More than 80% of the world’s adolescent population is insufficiently physically active.
WHO, 2017


Poor diet (low in whole grains, fruit, nuts, seeds and fish oils and high in salt and sugar) is a factor in 1 in 5 deaths around the world.
Institute of Health Metrics and Evaluation, University of Washington, 2017

Diet is the second highest risk factor for early death, after smoking.
Institute of Health Metrics and Evaluation, University of Washington, 2017)

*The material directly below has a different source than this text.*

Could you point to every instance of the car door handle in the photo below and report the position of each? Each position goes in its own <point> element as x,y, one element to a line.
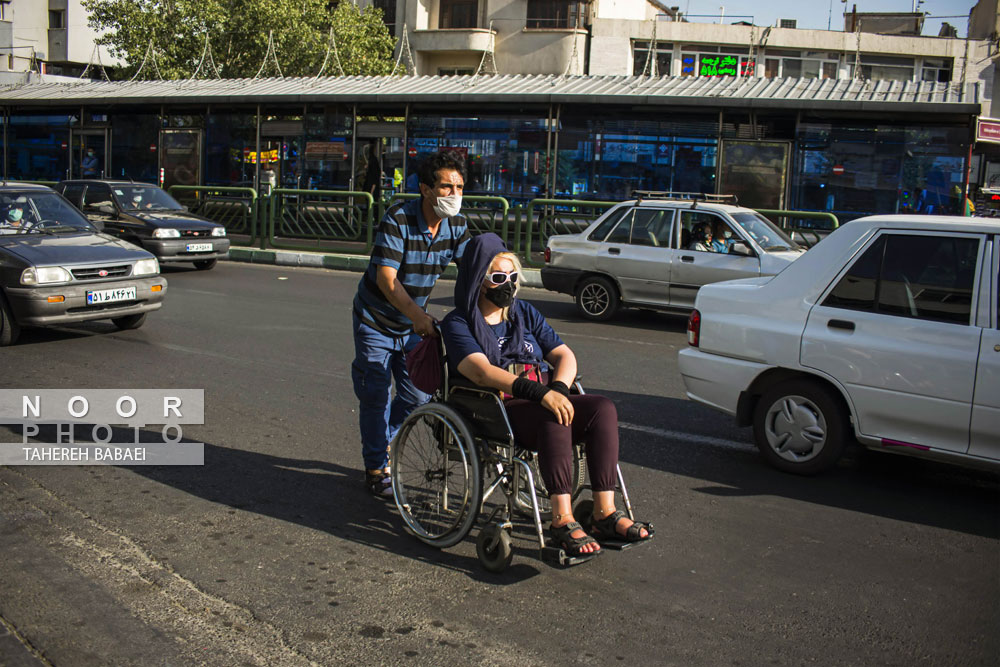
<point>841,324</point>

11% of the world’s population was undernourished in 2016.
Institute of Health Metrics and Evaluation, University of Washington, 2017


More than a billion people worldwide live with mental health and substance misuse disorders. Depression is one of the top 10 causes of ill health in all but four countries.
Institute of Health Metrics and Evaluation at the University of Washington, 2017

Depressive disorders ranked as the third leading cause of the global burden of disease in 2004, but will move into first place by 2030.
WHO, 2012 

When it comes to happiness, humanity is only about halfway up the ladder, with an average global happiness score
of 5.3 out of 10.
UN’s World Happiness Report, 2017


Environmental pollution is now responsible for 16% of all world deaths: killing 3X more people than AIDS, tuberculosis and malaria combined and 15X more than wars and all other forms of violence.
Simon Fraser University, 2017

Twelve million people die annually as a result of living or working in an unhealthy environment (from exposure to air and water pollution, climate change and chemicals). That’s almost one in four of global deaths.
WHO, 2017

Every year, environmental pollutants kill an estimated 1.7 million children under the age of five. That means one in four deaths for children aged one month to five-years-old.
WHO, 2017


Worldwide, the cost of unwell workers represents 10-15% of global economic output. In the U.S. alone, an unhealthy workforce costs $2.2 trillion annually – a staggering 12 percent of GDP.